# Neural Networks

The previous chapters taught you how to build models in TensorFlow 2.0. In this chapter, you will apply those same tools to build, train, and make predictions with neural networks. You will learn how to define dense layers, apply activation functions, select an optimizer, and apply regularization to reduce overfitting. You will take advantage of TensorFlow's flexibility by using both low-level linear algebra and high-level Keras API operations to define and train models. This is the Summary of lecture "Introduction to TensorFlow in Python", via datacamp.

```
import tensorflow as tf
import pandas as pd
import numpy as np
import matplotlib.pyplot as plt
plt.rcParams['figure.figsize'] = (8, 8)
tf.__version__
```

### The linear algebra of dense layers

There are two ways to define a dense layer in tensorflow. The first involves the use of low-level, linear algebraic operations. The second makes use of high-level keras operations. In this exercise, we will use the first method to construct the network shown in the image below.

The input layer contains 3 features -- education, marital status, and age -- which are available as `borrower_features`

. The hidden layer contains 2 nodes and the output layer contains a single node.

For each layer, you will take the previous layer as an input, initialize a set of weights, compute the product of the inputs and weights, and then apply an activation function.

```
borrower_features = np.array([[2., 2., 43.]], np.float32)
```

```
bias1 = tf.Variable(1.0, tf.float32)
# Initialize weights1 as 3x2 variable of ones
weights1 = tf.Variable(tf.ones((3, 2)))
# Perform matrix multiplication of borrower_features and weights1
product1 = tf.matmul(borrower_features, weights1)
# Apply sigmoid activation function to product1 + bias1
dense1 = tf.keras.activations.sigmoid(product1 + bias1)
# Print shape of dense1
print("dense1's output shape: {}".format(dense1.shape))
```

```
bias2 = tf.Variable(1.0)
weights2 = tf.Variable(tf.ones((2, 1)))
# Perform matrix multiplication of dense1 and weights2
product2 = tf.matmul(dense1, weights2)
# Apply activation to product2 + bias2 and print the prediction
prediction = tf.keras.activations.sigmoid(product2 + bias2)
print('prediction: {}'.format(prediction.numpy()[0, 0]))
print('\n actual: 1')
```

Our model produces predicted values in the interval between 0 and 1. For the example we considered, the actual value was 1 and the predicted value was a probability between 0 and 1. This, of course, is not meaningful, since we have not yet trained our model's parameters.

### The low-level approach with multiple examples

In this exercise, we'll build further intuition for the low-level approach by constructing the first dense hidden layer for the case where we have multiple examples.
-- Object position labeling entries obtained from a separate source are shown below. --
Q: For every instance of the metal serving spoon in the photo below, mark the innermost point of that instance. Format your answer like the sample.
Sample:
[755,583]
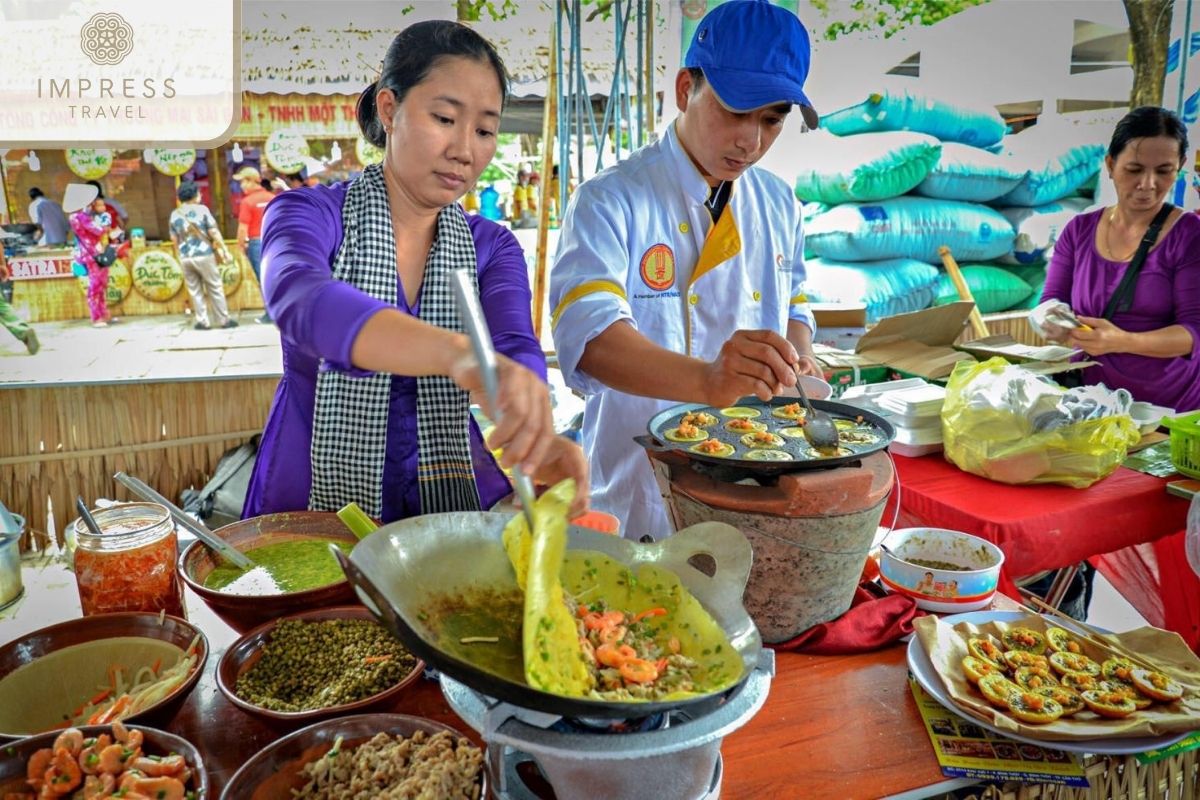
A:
[481,343]
[819,427]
We'll assume the model is trained and the first layer weights, `weights1`

, and bias, `bias1`

, are available. We'll then perform matrix multiplication of the `borrower_features`

tensor by the `weights1`

variable. Recall that the `borrower_features`

tensor includes education, marital status, and age. Finally, we'll apply the sigmoid function to the elements of `products1 + bias1`

, yielding `dense1`

.

$$ \text{products1} = \begin{bmatrix} 3 & 3 & 23 \\ 2 & 1 & 24 \\ 1 & 1 & 49 \\ 1 & 1 & 49 \\ 2 & 1 & 29 \end{bmatrix} \begin{bmatrix} -0.6 & 0.6 \\ 0.8 & -0.3 \\ -0.09 & -0.08 \end{bmatrix} $$

```
bias1 = tf.Variable([0.1], tf.float32)
# Compute the product of borrower_features and weights1
products1 = tf.matmul(borrower_features, weights1)
# Apply a sigmoid activation function to products1 + bias1
dense1 = tf.keras.activations.sigmoid(products1 + bias1)
# Print the shapes of borrower_features, weights1, bias1, and dense1
print('\n shape of borrower_features: ', borrower_features.shape)
print('\n shape of weights1: ', weights1.shape)
print('\n shape of bias1: ', bias1.shape)
print('\n shape of dense1: ', dense1.shape)
```

Note that our input data, `borrower_features`

, is 5x3 because it consists of 5 examples for 3 features. The shape of `weights1`

is 3x2, as it was in the previous exercise, since it does not depend on the number of examples. Additionally, `bias1`

is a scalar. Finally, `dense1`

is 5x2, which means that we can multiply it by the following set of weights, `weights2`

, which we defined to be 2x1 in the previous exercise.

### Using the dense layer operation

We've now seen how to define dense layers in tensorflow using linear algebra. In this exercise, we'll skip the linear algebra and let keras work out the details. This will allow us to construct the network below, which has 2 hidden layers and 10 features, using less code than we needed for the network with 1 hidden layer and 3 features.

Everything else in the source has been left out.